At least it seems that way. All you double-digit floor dwellers at Grant and Stevenson towers, I feel your pain. It feels like an eternity waiting for those motor-propelled lifts when you’re late for class and the R bus just flew past.
But what about the rest of campus? Where’s the best elevator? Or since it is October and certain movies depict elevators in scary ways, how about the freakiest, most claustrophobic elevator on campus?
Zulauf Hall, also known as the giant filing cabinet-esque building for teachers, feels like it’s straight out of “Being John Malkovich.” It has the most dank, grimy, off-white-colored elevators on campus.
At one time, they could have been clean, well-oiled lifting machines. But over the years of use and decay, they’ve been degraded to eerie shells of what once was an effective alternative to stairs. Every time I ride them, I wonder if I will make it out unscathed.

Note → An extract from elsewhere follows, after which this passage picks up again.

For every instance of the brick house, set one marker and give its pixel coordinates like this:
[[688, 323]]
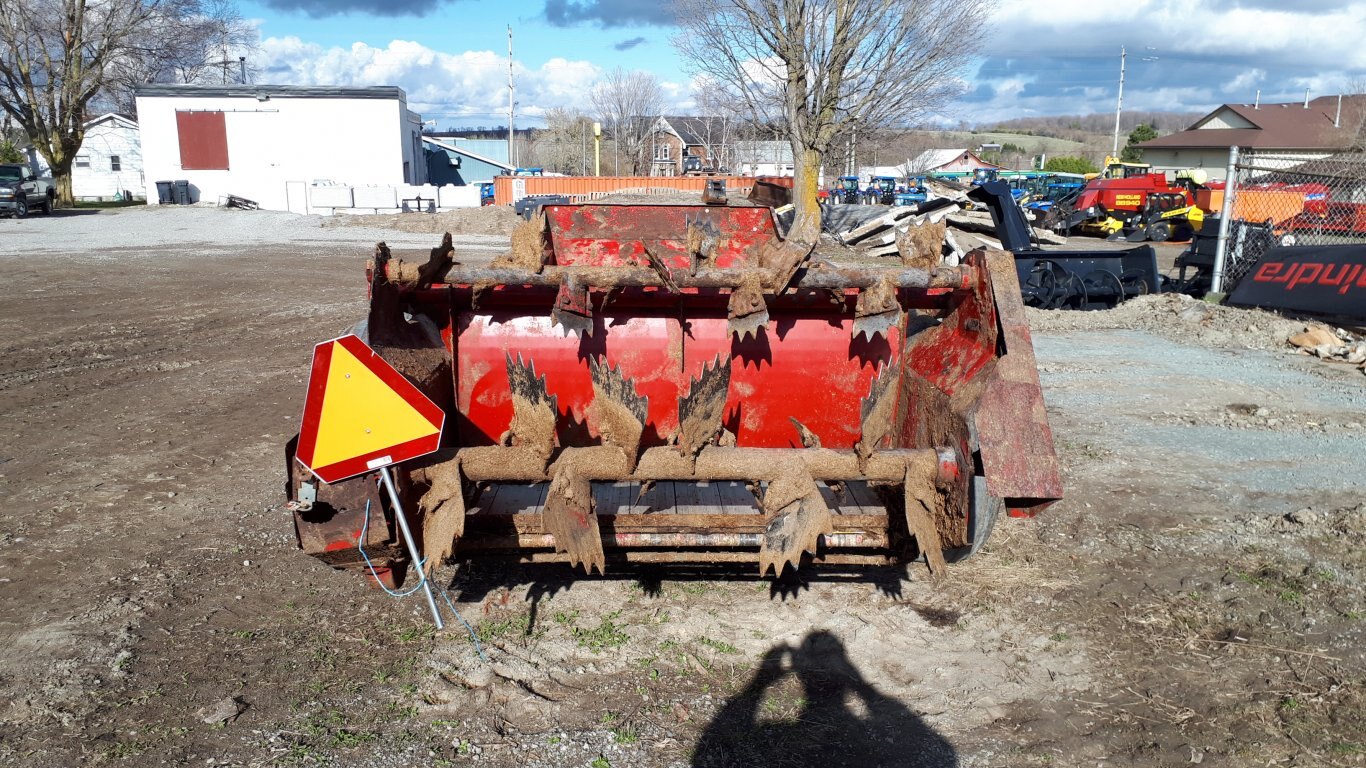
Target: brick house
[[1297, 131], [674, 138]]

Aside from sheer appearance, the elevators have been home to odd events.
Junior communication major Jason Tozier remembers when one elevator trapped him.

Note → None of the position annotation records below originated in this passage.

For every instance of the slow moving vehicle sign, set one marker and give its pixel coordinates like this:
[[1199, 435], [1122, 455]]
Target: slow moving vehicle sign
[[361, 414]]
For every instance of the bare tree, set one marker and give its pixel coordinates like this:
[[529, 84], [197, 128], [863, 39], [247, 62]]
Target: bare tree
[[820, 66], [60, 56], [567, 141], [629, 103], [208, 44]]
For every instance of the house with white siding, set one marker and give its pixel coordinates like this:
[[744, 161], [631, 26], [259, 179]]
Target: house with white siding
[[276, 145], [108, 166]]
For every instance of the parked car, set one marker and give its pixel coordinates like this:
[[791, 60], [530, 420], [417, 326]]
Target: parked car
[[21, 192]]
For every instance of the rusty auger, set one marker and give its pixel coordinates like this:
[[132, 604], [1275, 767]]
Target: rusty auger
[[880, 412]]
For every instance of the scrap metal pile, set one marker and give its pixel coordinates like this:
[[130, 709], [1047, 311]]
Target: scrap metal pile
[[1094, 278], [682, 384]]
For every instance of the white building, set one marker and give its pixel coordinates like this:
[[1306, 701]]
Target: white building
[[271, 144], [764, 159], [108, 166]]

“[The elevator] started going down to the first floor, and the doors didn’t open. We had to force them open with our hands,” Tozier said.
I’m no stranger to elevator antics. Last year, my two roommates and I created Maximum Capacity, a band specializing in live elevator music. Due to our missing television, we played a five-hour show and handed out free condoms at Stevenson’s C-Tower.
The Holmes Student Center is known for its rustic lifts. The peculiar thing about them is they can lock floors, disallowing access. Last year, senior pre-elementary education major Peggy Keiner had a scary moment in the student center’s elevators. “Wherever I wanted to go, it wouldn’t take me there,” she said.
She was trying to get to the Student Association meeting on the 16th floor, but she hadn’t been told it was canceled.
“I pushed the button, but it wouldn’t take me to the floor,” she said. “It took me to the 15th floor instead. As the doors opened, the imminent feeling of doom set in, as what looked to be a hallway from the elevator was shining before me.”
She was greeted with a poorly lit hallway lacking activity.
Luckily, the eeriest part of the Grant and Stevenson elevators is the peculiar marks on the floors, walls, and in a few cases, ceilings.
The creepiest, most sinister elevator on campus goes to The Holmes Student Center for the total lack of knowing exactly which floor someone will end up on.